Tutti elementi che definiscono una certa idea di racconto poliziesco e che tornano qui in un esercizio di stile che però parla in modo chiaro ed efficace al suo pubblico. Hancock non persegue l’originalità né vuole farlo, consegna invece alla foltissima schiera degli amanti del genere una storia già nota, interiorizzata e processata, ma che ha il calore del tornare a casa. Il tutto è analogo a quanto accade più frequentemente, per fare un esempio, con altri generi: come in quegli horror che sappiamo esattamente come andranno, che sono prevedibili nel loro svolgersi e ricorrono a codici quasi standardizzati, e che però continuano ad avere estimatori più che soddisfatti.

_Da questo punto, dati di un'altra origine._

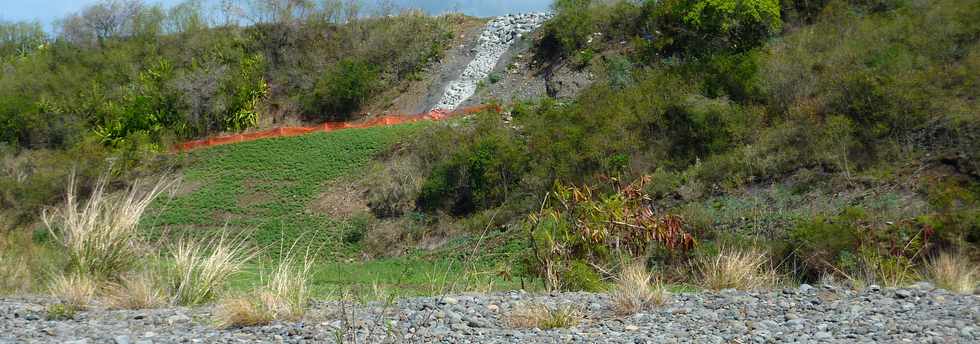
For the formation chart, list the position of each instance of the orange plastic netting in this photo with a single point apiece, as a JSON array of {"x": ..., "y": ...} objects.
[{"x": 434, "y": 115}]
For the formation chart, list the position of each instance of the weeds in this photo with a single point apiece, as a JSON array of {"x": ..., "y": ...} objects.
[
  {"x": 633, "y": 292},
  {"x": 954, "y": 272},
  {"x": 99, "y": 236},
  {"x": 137, "y": 291},
  {"x": 61, "y": 312},
  {"x": 242, "y": 311},
  {"x": 285, "y": 296},
  {"x": 76, "y": 290},
  {"x": 543, "y": 317},
  {"x": 736, "y": 269},
  {"x": 197, "y": 277}
]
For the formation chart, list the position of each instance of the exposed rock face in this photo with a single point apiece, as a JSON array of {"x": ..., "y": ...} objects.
[
  {"x": 794, "y": 315},
  {"x": 498, "y": 36}
]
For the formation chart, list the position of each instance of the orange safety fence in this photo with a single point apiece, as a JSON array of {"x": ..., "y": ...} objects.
[{"x": 434, "y": 115}]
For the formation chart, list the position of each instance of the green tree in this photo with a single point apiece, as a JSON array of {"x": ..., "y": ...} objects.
[{"x": 343, "y": 89}]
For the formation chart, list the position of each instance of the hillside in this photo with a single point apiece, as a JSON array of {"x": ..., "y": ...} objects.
[{"x": 648, "y": 171}]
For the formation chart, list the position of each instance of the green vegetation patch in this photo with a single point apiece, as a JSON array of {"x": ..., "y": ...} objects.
[{"x": 265, "y": 187}]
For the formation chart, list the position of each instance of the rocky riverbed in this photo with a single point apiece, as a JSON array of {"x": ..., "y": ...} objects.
[
  {"x": 498, "y": 36},
  {"x": 807, "y": 314}
]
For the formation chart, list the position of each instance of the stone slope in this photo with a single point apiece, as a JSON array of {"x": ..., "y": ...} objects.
[{"x": 801, "y": 315}]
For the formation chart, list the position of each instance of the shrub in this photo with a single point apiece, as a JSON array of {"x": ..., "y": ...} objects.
[
  {"x": 487, "y": 163},
  {"x": 61, "y": 312},
  {"x": 700, "y": 27},
  {"x": 572, "y": 25},
  {"x": 581, "y": 227},
  {"x": 738, "y": 269},
  {"x": 581, "y": 277},
  {"x": 954, "y": 272},
  {"x": 394, "y": 186},
  {"x": 633, "y": 293},
  {"x": 543, "y": 317},
  {"x": 343, "y": 89},
  {"x": 862, "y": 249}
]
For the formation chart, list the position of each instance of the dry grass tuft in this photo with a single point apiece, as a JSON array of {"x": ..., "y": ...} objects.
[
  {"x": 284, "y": 297},
  {"x": 543, "y": 317},
  {"x": 138, "y": 291},
  {"x": 954, "y": 272},
  {"x": 77, "y": 291},
  {"x": 99, "y": 236},
  {"x": 737, "y": 269},
  {"x": 287, "y": 293},
  {"x": 201, "y": 269},
  {"x": 633, "y": 291}
]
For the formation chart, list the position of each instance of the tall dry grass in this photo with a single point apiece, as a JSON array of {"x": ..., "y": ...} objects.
[
  {"x": 285, "y": 296},
  {"x": 99, "y": 236},
  {"x": 954, "y": 272},
  {"x": 203, "y": 268},
  {"x": 732, "y": 268},
  {"x": 636, "y": 292},
  {"x": 76, "y": 290},
  {"x": 136, "y": 291}
]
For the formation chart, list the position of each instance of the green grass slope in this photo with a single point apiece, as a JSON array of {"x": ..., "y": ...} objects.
[{"x": 266, "y": 186}]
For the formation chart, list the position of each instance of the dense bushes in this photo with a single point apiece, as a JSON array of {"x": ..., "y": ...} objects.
[
  {"x": 343, "y": 90},
  {"x": 149, "y": 74},
  {"x": 683, "y": 28},
  {"x": 856, "y": 97}
]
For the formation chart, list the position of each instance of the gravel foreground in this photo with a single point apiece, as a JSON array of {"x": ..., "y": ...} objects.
[{"x": 805, "y": 315}]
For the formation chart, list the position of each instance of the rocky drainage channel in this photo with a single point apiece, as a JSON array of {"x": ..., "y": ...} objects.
[
  {"x": 806, "y": 314},
  {"x": 497, "y": 37}
]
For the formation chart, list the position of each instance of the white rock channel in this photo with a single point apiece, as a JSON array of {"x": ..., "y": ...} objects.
[{"x": 496, "y": 38}]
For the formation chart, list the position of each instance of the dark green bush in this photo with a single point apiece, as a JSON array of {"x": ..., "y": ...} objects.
[
  {"x": 700, "y": 27},
  {"x": 582, "y": 277},
  {"x": 343, "y": 90},
  {"x": 488, "y": 163}
]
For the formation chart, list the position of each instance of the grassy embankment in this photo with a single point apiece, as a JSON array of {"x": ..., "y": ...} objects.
[{"x": 265, "y": 188}]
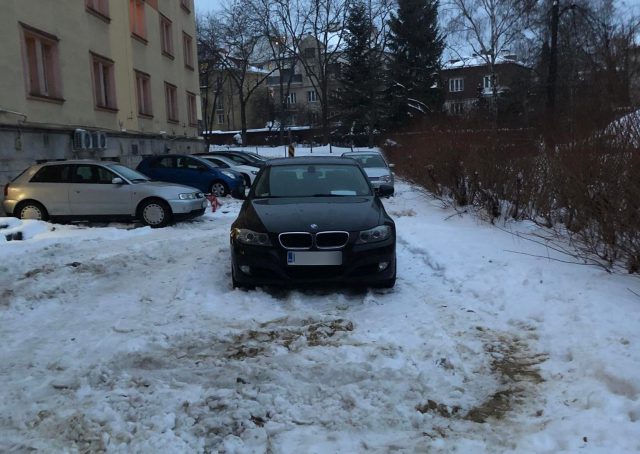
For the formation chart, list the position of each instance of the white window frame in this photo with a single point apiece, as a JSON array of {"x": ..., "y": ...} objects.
[{"x": 456, "y": 84}]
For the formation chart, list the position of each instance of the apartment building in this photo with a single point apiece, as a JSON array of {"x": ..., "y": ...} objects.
[
  {"x": 469, "y": 80},
  {"x": 302, "y": 98},
  {"x": 101, "y": 79}
]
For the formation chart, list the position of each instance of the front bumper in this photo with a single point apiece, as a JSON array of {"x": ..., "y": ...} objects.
[
  {"x": 268, "y": 266},
  {"x": 186, "y": 207},
  {"x": 8, "y": 206}
]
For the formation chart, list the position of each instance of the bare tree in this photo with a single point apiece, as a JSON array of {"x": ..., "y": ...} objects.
[
  {"x": 490, "y": 28},
  {"x": 282, "y": 24},
  {"x": 241, "y": 45},
  {"x": 212, "y": 76},
  {"x": 322, "y": 47}
]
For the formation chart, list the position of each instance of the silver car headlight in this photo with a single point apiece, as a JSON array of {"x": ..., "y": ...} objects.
[
  {"x": 380, "y": 233},
  {"x": 246, "y": 236}
]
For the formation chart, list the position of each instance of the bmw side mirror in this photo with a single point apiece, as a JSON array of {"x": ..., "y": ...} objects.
[{"x": 385, "y": 190}]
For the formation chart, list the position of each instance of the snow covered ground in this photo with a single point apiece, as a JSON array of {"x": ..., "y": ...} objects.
[{"x": 128, "y": 339}]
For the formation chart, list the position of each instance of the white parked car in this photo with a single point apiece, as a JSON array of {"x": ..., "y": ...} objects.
[
  {"x": 375, "y": 166},
  {"x": 248, "y": 172}
]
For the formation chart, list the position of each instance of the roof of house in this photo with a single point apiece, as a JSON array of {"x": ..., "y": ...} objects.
[{"x": 477, "y": 60}]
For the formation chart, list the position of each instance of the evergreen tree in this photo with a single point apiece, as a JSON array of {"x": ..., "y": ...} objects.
[
  {"x": 416, "y": 46},
  {"x": 361, "y": 74}
]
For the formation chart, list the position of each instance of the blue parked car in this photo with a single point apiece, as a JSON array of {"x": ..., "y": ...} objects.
[{"x": 193, "y": 171}]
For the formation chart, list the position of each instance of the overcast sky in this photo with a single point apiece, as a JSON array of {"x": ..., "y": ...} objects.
[{"x": 211, "y": 5}]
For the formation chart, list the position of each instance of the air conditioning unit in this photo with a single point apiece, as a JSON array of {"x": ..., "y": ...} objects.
[
  {"x": 98, "y": 140},
  {"x": 81, "y": 139}
]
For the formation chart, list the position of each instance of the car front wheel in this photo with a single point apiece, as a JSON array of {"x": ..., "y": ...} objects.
[
  {"x": 219, "y": 189},
  {"x": 32, "y": 210},
  {"x": 155, "y": 213}
]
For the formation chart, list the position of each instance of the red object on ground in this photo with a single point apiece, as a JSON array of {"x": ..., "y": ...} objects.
[{"x": 214, "y": 202}]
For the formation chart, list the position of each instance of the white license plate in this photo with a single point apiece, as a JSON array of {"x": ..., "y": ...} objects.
[{"x": 306, "y": 258}]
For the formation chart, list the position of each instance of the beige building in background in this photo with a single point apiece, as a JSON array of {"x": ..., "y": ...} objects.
[{"x": 105, "y": 79}]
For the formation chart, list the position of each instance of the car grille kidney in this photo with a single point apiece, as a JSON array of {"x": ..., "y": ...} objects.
[
  {"x": 305, "y": 240},
  {"x": 296, "y": 240},
  {"x": 331, "y": 240}
]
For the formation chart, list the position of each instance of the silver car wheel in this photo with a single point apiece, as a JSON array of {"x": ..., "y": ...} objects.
[
  {"x": 31, "y": 212},
  {"x": 153, "y": 214},
  {"x": 218, "y": 189}
]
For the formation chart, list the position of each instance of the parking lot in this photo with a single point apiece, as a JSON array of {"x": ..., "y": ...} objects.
[{"x": 124, "y": 338}]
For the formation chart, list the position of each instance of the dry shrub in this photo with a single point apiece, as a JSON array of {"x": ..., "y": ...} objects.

Un approccio generalista applicato alla nicchia.
WASHINGTON, MALEK E LETO: CONSIDERAZIONI SU UN CAST STELLARE
Denzel Washington, canuto e appesantito, è perfettamente a proprio agio in un ruolo perfetto per lui. D’altronde proprio l’attore newyorkese fu tra i protagonisti della stagione di thriller cui si ispira il regista, e proprio Washington stesso doveva interpretare il ruolo che poi passò a Morgan Freeman in Se7ev. Ancora più in parte è Jared Leto che, pur gigioneggiando un po’ troppo nella postura e nella camminata eccessivamente cariche, emana un carisma efficacissimo ed è perfettamente respingente e attraente, tanto da guadagnarsi una nomination come Miglior Attore Non Protagonista ai Golden Globe. Discorso diverso vale invece per Rami Malek, che con la sua aria compiaciuta e quasi caricaturale sembra una scelta incomprensibile per il ruolo che gli è assegnato, e per la risibile mollezza impostata con cui impugna la pistola sembra più uscito dai Village People che dalla omicidi di Los Angeles.
DOVE FINO ALL’ULTIMO INDIZIO POTREBBE FARVI STORCERE IL NASO
Al netto della sua natura volutamente derivativa e di alcune scelte non sempre centrate, Fino all’Ultimo Indizio risente di qualche altro elemento che farebbe storcere il naso a molti appassionati di cinema, anche se probabilmente non turberà lo spettatore più generalista. Pensiamo alla colonna sonora di Thomas Newman, che proprio come già fatto in 1917 compone una partitura tanto banale da sfociare nella temp music; alla scelta piuttosto kitsch di inserire in sceneggiatura i dialoghi con ‘i fantasmi’ delle vittime; al montaggio opinabile con cui la storia si raccorda ai flashback, e all’incomprensibile scena delle buche nel deserto (capirete vedendola), che vorrebbe raccontare l’ossessione ma fa sembrare il personaggio che ne è protagonista l’ultimo degli idioti.
In conclusione Fino all’Ultimo Indizio è un prodotto che non ambisce a riscrivere il genere ma, semplicemente, lo omaggia con una certa classe ma non senza qualche grosso passo falso. È spesso confortante sentirsi raccontare, con qualche piccola variante, le stesse storie e The Little Things ha proprio il sapore familiare di un luogo nel quale siamo stati infinite volte e in cui però qualcuno ancora non si è stancato di tornare. Lo trovate in streaming ita a pagamento su Amazon Prime Video, Apple Tv, Youtube, Google Play, TimVision, Chili, Rakuten TV, PlayStation Store, Microsoft Film & TV, Sky Primafila e Infinity.